Sorted Consecutive Occurrence Queries in Substrings

The string indexing problem is a fundamental computational problem with numerous applications, including information retrieval and bioinformatics. It aims to efficiently solve the pattern matching problem: given a text $T$ of length $n$ for preprocessing and a pattern $P$ of length $m$ as a query, the goal is to report all occurrences of $P$ as substrings of $T$. Navarro and Thankachan [CPM 2015, Theor. Comput. Sci. 2016] introduced a variant of this problem called the gap-bounded consecutive occurrence query, which reports pairs of consecutive occurrences of $P$ in $T$ such that their gaps (i.e., the distances between them) lie within a query-specified range $[g_1, g_2]$. Recently, Bille et al. [FSTTCS 2020, Theor. Comput. Sci. 2022] proposed the top-$k$ close consecutive occurrence query, which reports the $k$ closest consecutive occurrences of $P$ in $T$, sorted in non-descending order of distance. Both problems are optimally solved in query time with $O(n \log n)$-space data structures. In this paper, we generalize these problems to the range query model, which focuses only on occurrences of $P$ in a specified substring $T[a.. b]$ of $T$. Our contributions are as follows: (1) We propose an $O(n \log^2 n)$-space data structure that answers the range top-$k$ consecutive occurrence query in $O(|P| + \log\log n + k)$ time. (2) We propose an $O(n \log^{2+\epsilon} n)$-space data structure that answers the range gap-bounded consecutive occurrence query in $O(|P| + \log\log n + \mathit{output})$ time, where $\epsilon$ is a positive constant and $\mathit{output}$ denotes the number of outputs. Additionally, as by-products, we present algorithms for geometric problems involving weighted horizontal segments in a 2D plane, which are of independent interest.
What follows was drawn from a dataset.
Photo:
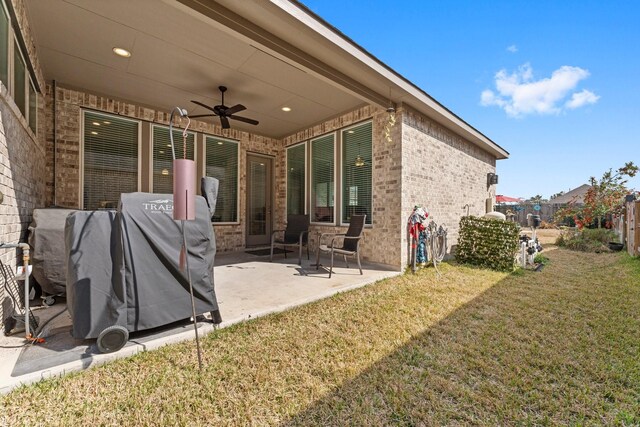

翻译：字符串索引问题是一个基础的计算问题，在信息检索和生物信息学等领域有广泛应用。其核心目标是高效解决模式匹配问题：给定一个长度为 $n$ 的文本 $T$ 用于预处理，以及一个长度为 $m$ 的模式 $P$ 作为查询，目标是报告 $P$ 作为 $T$ 的子串出现的所有位置。Navarro 和 Thankachan [CPM 2015, Theor. Comput. Sci. 2016] 引入了该问题的一个变体，称为间隙有界连续出现查询，它报告 $P$ 在 $T$ 中满足其间隙（即它们之间的距离）位于查询指定范围 $[g_1, g_2]$ 内的连续出现对。最近，Bille 等人 [FSTTCS 2020, Theor. Comput. Sci. 2022] 提出了前 $k$ 近连续出现查询，它报告 $P$ 在 $T$ 中距离最近（按距离非降序排序）的 $k$ 个连续出现。这两个问题均可在 $O(n \log n)$ 空间的数据结构下以最优查询时间解决。在本文中，我们将这些问题推广到范围查询模型，该模型仅关注 $P$ 在 $T$ 的指定子串 $T[a.. b]$ 中的出现。我们的贡献如下：(1) 我们提出了一个 $O(n \log^2 n)$ 空间的数据结构，能够在 $O(|P| + \log\log n + k)$ 时间内回答范围前 $k$ 连续出现查询。(2) 我们提出了一个 $O(n \log^{2+\epsilon} n)$ 空间的数据结构，能够在 $O(|P| + \log\log n + \mathit{output})$ 时间内回答范围间隙有界连续出现查询，其中 $\epsilon$ 是一个正常数，$\mathit{output}$ 表示输出结果的数量。此外，作为副产品，我们提出了解决涉及二维平面中加权水平线段的几何问题的算法，这些算法本身也具有独立的研究价值。